Effects of gaseous and super-critical carbon dioxide saturation on the mechanical properties of bituminous coal from the Southern Sydney Basin

Abstract

A study was initiated to investigate the effects of gaseous and super-critical carbon dioxide (CO2) adsorption on bituminous coal strength. Uniaxial compressive strength (UCS) experiments were conducted on bituminous coal samples from the southern Sydney Basin saturated with gaseous CO2, super-critical CO2 and N2 at various pressures, and a temperature 33°C. According to the results, gaseous CO2 adsorption causes the UCS and Young’s modulus of the bituminous coal to be reduced by up to 53% and 36%, respectively. Super-critical CO2 adsorption causes more significant modifications to the mechanical properties of the bituminous coal, resulting in 40% greater UCS strength reduction and 100% greater Young’s modulus reduction compared to gaseous CO2 adsorption.

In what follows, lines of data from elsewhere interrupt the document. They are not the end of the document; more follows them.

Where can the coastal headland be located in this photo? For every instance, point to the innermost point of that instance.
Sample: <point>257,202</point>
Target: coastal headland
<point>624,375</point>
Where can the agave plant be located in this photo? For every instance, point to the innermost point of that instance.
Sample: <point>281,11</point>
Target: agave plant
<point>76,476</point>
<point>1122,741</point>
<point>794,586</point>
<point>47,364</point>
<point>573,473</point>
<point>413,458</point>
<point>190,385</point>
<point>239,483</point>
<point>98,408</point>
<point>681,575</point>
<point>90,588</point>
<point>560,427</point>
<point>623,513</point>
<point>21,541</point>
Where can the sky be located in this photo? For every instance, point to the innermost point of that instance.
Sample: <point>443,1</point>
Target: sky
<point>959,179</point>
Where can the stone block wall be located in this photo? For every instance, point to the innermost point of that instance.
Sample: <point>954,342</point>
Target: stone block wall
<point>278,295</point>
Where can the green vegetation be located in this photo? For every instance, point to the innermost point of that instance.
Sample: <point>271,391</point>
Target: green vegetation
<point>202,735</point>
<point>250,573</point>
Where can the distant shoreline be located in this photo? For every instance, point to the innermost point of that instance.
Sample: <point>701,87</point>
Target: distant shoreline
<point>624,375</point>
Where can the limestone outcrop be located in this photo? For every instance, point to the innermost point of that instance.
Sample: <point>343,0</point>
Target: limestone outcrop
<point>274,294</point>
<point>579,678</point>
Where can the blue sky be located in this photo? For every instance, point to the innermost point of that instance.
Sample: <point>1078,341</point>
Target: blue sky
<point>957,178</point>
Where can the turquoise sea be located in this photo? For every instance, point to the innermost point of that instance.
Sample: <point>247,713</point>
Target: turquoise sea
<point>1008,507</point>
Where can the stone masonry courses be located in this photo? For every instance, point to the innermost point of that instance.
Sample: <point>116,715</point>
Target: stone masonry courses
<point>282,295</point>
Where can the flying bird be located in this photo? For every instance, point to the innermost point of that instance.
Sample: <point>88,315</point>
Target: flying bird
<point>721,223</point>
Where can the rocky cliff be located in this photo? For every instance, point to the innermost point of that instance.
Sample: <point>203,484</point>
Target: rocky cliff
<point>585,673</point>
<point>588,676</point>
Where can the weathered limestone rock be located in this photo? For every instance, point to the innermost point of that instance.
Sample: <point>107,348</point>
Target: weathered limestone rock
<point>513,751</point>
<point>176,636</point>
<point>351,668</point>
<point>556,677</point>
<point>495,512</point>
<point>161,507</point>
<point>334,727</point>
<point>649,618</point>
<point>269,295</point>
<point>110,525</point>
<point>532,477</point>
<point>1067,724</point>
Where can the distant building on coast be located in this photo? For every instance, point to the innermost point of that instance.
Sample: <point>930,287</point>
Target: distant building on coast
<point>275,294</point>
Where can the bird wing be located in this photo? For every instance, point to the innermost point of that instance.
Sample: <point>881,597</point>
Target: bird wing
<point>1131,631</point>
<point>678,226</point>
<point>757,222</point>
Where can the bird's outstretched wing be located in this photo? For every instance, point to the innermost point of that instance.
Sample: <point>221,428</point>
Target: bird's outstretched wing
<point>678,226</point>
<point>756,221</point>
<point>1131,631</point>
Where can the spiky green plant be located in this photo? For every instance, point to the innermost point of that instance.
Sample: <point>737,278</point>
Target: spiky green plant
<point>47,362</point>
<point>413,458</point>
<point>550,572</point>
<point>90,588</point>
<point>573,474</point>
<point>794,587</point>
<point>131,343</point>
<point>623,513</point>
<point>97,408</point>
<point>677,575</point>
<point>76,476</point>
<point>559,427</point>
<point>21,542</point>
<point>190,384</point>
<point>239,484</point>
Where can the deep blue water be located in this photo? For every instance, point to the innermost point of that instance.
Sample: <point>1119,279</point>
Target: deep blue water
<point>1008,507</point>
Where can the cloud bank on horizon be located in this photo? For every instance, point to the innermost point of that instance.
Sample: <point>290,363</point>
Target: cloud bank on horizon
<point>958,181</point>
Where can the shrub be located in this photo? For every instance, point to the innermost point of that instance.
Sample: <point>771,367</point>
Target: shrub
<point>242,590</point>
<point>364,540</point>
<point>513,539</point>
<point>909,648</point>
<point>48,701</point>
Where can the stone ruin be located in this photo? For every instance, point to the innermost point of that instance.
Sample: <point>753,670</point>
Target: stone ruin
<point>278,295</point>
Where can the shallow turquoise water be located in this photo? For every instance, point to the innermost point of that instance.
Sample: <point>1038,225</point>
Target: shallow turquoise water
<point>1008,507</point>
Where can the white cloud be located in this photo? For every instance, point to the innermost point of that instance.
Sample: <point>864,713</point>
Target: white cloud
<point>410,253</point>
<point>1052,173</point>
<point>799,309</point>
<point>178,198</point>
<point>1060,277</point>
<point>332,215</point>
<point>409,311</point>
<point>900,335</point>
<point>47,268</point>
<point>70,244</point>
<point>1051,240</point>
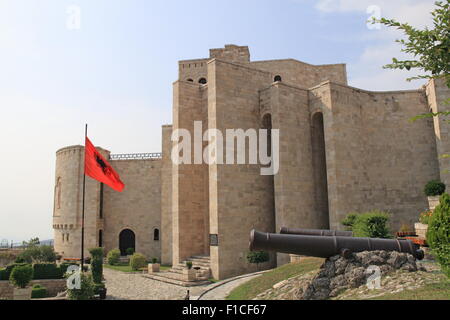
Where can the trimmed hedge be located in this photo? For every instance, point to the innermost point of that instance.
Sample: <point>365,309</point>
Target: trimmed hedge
<point>41,271</point>
<point>438,235</point>
<point>47,271</point>
<point>137,261</point>
<point>372,224</point>
<point>21,275</point>
<point>38,292</point>
<point>434,188</point>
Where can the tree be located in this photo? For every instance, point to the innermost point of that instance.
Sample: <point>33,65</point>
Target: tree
<point>430,47</point>
<point>31,243</point>
<point>258,257</point>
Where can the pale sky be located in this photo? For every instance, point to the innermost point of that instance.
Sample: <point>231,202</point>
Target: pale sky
<point>116,71</point>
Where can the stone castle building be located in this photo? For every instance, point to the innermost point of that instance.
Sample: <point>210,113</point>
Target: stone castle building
<point>342,150</point>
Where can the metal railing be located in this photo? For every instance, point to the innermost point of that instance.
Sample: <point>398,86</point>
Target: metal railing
<point>136,156</point>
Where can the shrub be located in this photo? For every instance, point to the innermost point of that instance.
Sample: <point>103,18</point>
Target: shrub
<point>98,287</point>
<point>113,257</point>
<point>47,271</point>
<point>438,234</point>
<point>425,217</point>
<point>137,261</point>
<point>38,292</point>
<point>349,220</point>
<point>7,271</point>
<point>86,292</point>
<point>372,224</point>
<point>21,275</point>
<point>434,188</point>
<point>37,254</point>
<point>97,264</point>
<point>3,274</point>
<point>257,257</point>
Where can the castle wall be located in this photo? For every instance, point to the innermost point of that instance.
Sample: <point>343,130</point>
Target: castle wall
<point>190,181</point>
<point>437,92</point>
<point>166,196</point>
<point>376,157</point>
<point>192,69</point>
<point>295,194</point>
<point>137,207</point>
<point>302,74</point>
<point>238,195</point>
<point>68,203</point>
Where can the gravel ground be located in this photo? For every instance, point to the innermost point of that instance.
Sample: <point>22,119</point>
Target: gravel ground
<point>133,286</point>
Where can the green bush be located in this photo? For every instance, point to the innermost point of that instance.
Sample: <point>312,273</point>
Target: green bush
<point>97,264</point>
<point>3,274</point>
<point>86,292</point>
<point>137,261</point>
<point>65,265</point>
<point>47,271</point>
<point>21,276</point>
<point>98,287</point>
<point>257,257</point>
<point>434,188</point>
<point>113,257</point>
<point>438,234</point>
<point>372,224</point>
<point>37,254</point>
<point>6,273</point>
<point>38,292</point>
<point>349,220</point>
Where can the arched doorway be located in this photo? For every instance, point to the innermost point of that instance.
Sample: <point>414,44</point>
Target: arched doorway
<point>267,124</point>
<point>127,240</point>
<point>320,170</point>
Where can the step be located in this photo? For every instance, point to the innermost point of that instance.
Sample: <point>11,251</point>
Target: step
<point>164,277</point>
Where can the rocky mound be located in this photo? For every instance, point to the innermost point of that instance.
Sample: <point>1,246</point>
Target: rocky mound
<point>338,274</point>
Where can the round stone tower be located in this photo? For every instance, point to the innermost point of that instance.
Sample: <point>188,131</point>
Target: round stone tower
<point>68,203</point>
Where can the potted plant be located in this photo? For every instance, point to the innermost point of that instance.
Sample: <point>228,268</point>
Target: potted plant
<point>422,226</point>
<point>100,289</point>
<point>189,273</point>
<point>21,277</point>
<point>404,231</point>
<point>154,266</point>
<point>433,189</point>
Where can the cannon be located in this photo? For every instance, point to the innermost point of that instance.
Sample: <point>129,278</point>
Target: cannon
<point>315,232</point>
<point>325,247</point>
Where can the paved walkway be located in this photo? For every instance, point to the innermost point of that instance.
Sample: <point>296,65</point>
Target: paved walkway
<point>133,286</point>
<point>220,290</point>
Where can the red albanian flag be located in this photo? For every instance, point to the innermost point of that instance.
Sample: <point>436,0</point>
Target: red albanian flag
<point>96,167</point>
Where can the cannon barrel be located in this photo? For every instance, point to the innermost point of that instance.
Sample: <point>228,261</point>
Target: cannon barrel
<point>325,247</point>
<point>315,232</point>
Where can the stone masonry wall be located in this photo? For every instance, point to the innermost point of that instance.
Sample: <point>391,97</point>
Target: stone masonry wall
<point>137,207</point>
<point>376,157</point>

The greater influence of super-critical CO2 on the UCS of the bituminous coal is thought to be related to the greater adsorptive potential and coal swelling produced for super-critical CO2. The more significant influence of super-critical CO2 on the Young’s modulus of the bituminous coal is thought to relate to the greater dissolution (and thus coal plasticization) potential of the super-critical CO2. N2 saturation was not observed to have any significant effect on the mechanical properties of the bituminous coal. Acoustic emission data collected during testing support of the notion that the coal mass natural cleat system largely contributes to the susceptibility of coal to mechanical weakening by CO2 adsorption. The results show that the mechanical influence of CO2 adsorption on coal is highly dependent on the phase state of the CO2.